Zeitschrift Umělec 2008/1

01.01.2008

Jiří Ptáček | vorgestellt | en cs de es

Als Lukáš Karbus die Malklasse Martin Mainers an der Brünner Fakultät für Bildende Kunst verließ, kehrte er in das Dorf Pihel zurück, nicht weit der Stadt Česká Lípa im Sudetenland. Er gründete dort ein Unternehmen und wurde zum Mitinhaber eines Sägewerkes. Zurzeit pflanzt er japanische Pappeln – eine schnell wachsende Baumart, die zur Herstellung von Biomasse genutzt wird. Er malt abends nach der Arbeit.
Karbus als nordböhmischen Bauern vorzustellen, machte keinen Sinn, wenn sich dies nicht positiv in seiner Kunst widerspiegelte. Einerseits begann er erst mit dem Weggang aus Brünn, zu dem es – um genau zu sein – noch vor dem Ende seines Studiums gekommen war, die Herstellung von Aquarellen kontrolliert voranzutreiben. Sie war bis zu diesem Zeitpunkt sporadisch geblieben. Die flüchtigen Anmerkungen seiner geistigen Bewegungen wichen dem konzentrierten und zeitlich aufwendigen Komponieren des Bildes. Außerdem wurde er in den Aquarellen, die für seine Diplomarbeit (2007) und während des darauf folgenden Jahres entstanden, auf die Landschaft um Česká Lípa aufmerksam. Immer wieder zeichnet er den bergigen Horizont, manchmal ergänzt er ihn mit einer kristallinen Struktur, inspiriert von den sechsseitigen Basaltsäulen der Herrenhausfelsen (Panské skály). Aus den Wiesen können auch Blumen auf seinen Stillleben hervor sprießen, so anders als die Blumen aus den Blumenläden der Stadt.
Auf den ersten Blick ist natürlich klar, dass es sich nicht um eine Topographie der Landschaft handelt. Mit der Verdrängung alles Gegenwärtigen befreit Karbus die Zeichnungen von der Verbindung mit einer bestimmten Zeit, und er verknüpft konkrete Fragmente frei zu einem fiktiven Ganzen. Er bemüht sich dabei, eine breite künstlerische Palette zu verwenden – das sorgfältige Auszeichnen der Details, das Dekorieren mit geometrischen Bordüren, Seite an Seite mit großen einfarbigen Flächen. Die Kraft der Phantasie balanciert er mit einem bedachten Zugang zur kompositionellen Gliederung aus.
Außerhalb des Mainstreams der visuellen Kultur zu stehen, ist nicht Karbus’ Ziel, sondern Bedingung seines authentischen Standpunktes im künstlerischen Schaffen.
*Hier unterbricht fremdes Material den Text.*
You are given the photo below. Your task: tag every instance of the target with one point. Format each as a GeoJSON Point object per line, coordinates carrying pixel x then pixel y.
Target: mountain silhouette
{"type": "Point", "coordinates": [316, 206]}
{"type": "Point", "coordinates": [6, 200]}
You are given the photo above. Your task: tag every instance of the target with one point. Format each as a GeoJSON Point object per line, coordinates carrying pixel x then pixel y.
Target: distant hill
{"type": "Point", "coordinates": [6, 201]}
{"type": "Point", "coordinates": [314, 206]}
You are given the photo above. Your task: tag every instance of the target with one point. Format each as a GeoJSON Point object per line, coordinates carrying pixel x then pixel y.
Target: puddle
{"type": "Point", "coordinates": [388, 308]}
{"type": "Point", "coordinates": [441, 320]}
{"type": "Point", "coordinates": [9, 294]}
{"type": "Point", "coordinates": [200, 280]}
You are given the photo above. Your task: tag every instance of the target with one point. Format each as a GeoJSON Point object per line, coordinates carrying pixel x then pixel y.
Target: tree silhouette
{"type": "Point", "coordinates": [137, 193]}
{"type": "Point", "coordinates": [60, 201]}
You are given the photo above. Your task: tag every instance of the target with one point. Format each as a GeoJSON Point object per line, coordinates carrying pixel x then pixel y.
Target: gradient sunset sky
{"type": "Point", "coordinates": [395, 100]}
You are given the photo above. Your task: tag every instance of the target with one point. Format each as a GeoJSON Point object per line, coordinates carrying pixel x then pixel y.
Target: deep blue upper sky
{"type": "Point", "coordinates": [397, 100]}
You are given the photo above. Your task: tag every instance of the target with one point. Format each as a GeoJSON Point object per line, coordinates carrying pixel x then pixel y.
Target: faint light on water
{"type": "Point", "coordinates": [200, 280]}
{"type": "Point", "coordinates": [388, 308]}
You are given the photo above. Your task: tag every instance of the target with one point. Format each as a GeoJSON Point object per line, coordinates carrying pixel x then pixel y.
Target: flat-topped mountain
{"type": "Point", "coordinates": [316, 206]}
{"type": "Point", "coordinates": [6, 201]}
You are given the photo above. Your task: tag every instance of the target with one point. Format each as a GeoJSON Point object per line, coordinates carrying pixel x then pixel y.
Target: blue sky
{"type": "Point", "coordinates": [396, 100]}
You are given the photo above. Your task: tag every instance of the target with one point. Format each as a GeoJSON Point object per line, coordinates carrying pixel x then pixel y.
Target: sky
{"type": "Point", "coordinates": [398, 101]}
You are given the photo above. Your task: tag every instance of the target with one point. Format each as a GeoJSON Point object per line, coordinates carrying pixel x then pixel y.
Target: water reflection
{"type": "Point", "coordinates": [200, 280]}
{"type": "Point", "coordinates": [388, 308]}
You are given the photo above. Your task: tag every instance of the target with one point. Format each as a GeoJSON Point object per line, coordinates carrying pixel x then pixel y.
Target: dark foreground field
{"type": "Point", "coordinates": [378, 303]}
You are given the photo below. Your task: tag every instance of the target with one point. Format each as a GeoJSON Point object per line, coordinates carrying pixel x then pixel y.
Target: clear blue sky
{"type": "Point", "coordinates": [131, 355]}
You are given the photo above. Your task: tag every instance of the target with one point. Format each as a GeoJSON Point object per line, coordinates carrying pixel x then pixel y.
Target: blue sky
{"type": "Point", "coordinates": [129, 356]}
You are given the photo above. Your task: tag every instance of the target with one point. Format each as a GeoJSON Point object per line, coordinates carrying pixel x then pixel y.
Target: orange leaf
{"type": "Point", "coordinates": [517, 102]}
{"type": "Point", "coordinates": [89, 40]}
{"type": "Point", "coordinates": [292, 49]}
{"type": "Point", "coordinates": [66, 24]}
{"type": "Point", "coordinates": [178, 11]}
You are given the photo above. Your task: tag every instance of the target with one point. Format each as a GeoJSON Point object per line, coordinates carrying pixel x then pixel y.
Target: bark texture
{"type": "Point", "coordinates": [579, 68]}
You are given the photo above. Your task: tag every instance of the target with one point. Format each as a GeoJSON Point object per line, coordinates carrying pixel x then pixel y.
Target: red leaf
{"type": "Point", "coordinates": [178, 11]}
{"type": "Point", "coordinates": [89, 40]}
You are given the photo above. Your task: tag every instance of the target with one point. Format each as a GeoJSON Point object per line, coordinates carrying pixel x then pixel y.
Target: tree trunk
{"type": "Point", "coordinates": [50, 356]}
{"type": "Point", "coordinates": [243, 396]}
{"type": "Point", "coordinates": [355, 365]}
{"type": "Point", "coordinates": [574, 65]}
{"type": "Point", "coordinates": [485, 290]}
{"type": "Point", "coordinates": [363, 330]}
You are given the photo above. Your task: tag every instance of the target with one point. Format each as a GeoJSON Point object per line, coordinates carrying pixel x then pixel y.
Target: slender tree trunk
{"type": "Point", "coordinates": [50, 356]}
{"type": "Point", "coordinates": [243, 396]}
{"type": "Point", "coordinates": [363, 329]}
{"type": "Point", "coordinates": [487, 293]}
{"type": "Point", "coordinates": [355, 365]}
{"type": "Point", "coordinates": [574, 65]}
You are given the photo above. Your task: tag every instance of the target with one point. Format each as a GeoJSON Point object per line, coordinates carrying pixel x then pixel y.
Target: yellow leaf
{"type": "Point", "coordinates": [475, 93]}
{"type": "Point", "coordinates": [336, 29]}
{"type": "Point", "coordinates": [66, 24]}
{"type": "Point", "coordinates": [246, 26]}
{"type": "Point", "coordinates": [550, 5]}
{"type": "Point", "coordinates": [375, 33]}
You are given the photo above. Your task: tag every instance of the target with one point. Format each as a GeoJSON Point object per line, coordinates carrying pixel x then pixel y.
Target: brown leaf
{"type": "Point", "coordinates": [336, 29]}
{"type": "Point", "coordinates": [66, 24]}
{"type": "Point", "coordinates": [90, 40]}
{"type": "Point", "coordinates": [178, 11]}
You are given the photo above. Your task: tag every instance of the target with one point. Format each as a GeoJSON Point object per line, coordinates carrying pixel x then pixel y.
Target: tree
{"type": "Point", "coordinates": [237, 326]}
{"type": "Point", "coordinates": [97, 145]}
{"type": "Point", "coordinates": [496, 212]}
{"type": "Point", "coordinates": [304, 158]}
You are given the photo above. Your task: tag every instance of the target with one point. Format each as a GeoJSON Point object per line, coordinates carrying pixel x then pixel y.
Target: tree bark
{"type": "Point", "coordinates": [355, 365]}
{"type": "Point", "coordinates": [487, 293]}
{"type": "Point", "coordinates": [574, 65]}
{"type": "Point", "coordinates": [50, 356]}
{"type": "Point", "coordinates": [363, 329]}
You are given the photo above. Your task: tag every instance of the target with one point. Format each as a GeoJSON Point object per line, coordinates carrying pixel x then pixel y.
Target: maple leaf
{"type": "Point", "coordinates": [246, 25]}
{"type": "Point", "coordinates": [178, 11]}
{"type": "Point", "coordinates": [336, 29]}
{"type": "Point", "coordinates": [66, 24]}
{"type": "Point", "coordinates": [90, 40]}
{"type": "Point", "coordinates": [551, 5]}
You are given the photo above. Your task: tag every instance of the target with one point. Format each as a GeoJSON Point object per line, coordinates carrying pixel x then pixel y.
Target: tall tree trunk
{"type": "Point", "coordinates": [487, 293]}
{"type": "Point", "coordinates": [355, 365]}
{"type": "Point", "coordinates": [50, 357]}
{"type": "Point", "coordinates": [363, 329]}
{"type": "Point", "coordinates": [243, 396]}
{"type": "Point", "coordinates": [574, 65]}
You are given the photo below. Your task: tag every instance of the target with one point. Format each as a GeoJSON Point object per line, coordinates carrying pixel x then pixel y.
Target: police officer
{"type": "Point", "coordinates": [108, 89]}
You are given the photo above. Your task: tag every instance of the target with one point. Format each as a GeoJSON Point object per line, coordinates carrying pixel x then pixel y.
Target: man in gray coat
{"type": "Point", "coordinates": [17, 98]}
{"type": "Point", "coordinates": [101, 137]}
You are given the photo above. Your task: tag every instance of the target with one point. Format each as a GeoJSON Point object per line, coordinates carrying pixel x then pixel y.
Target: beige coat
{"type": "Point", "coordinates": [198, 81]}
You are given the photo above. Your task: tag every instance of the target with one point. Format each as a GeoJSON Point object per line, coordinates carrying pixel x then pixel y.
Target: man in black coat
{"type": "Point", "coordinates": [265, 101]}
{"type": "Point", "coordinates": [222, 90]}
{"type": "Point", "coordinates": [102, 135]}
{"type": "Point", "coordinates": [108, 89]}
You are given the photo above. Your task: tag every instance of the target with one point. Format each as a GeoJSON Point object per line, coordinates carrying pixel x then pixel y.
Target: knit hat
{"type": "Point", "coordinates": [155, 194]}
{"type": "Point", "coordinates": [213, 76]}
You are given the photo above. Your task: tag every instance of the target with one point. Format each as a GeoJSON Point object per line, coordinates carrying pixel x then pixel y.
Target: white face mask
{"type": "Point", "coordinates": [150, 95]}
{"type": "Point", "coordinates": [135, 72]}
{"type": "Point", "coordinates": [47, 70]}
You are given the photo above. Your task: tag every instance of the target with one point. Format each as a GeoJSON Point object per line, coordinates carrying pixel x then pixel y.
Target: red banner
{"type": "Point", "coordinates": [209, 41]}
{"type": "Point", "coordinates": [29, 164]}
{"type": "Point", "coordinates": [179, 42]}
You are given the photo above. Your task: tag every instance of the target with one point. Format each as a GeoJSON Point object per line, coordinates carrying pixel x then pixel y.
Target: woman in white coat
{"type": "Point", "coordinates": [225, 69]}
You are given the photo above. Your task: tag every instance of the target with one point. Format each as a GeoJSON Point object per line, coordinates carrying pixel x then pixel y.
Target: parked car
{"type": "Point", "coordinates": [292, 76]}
Die Institutionen reden zu lassen, Bilder aus dem Gedächtnis und starken sinnlichen Erlebnissen zu schöpfen und die Freude am Prozess des Zeichnens nicht zu verstecken, sind für ihn sehr wichtig. Er sagt, dass er auf dem Dorf Zeit zum Betrachten hat und dass er Betrachten für wichtiger hält als „Machen“. Er ist kein Autodidakt, aber er hat sich entschieden, sich abseits zu positionieren. Die „Klausur“ unterbricht er nur durch gelegentliche Ausstellungen. Nach der Show in der vor kurzem geschlossenen Galerie Eskort stellte er in diesem Jahr in der Galerie Kabinet aus, beide in Brünn. Zudem erwartet ihn dieses Jahr noch eine Ausstellung in der Prager Galerie A.M.180. Weiterhin bleibt er Mitglied der Gruppe Punkwa, die aus Studenten und Absolventen von Mainers Malklasse besteht.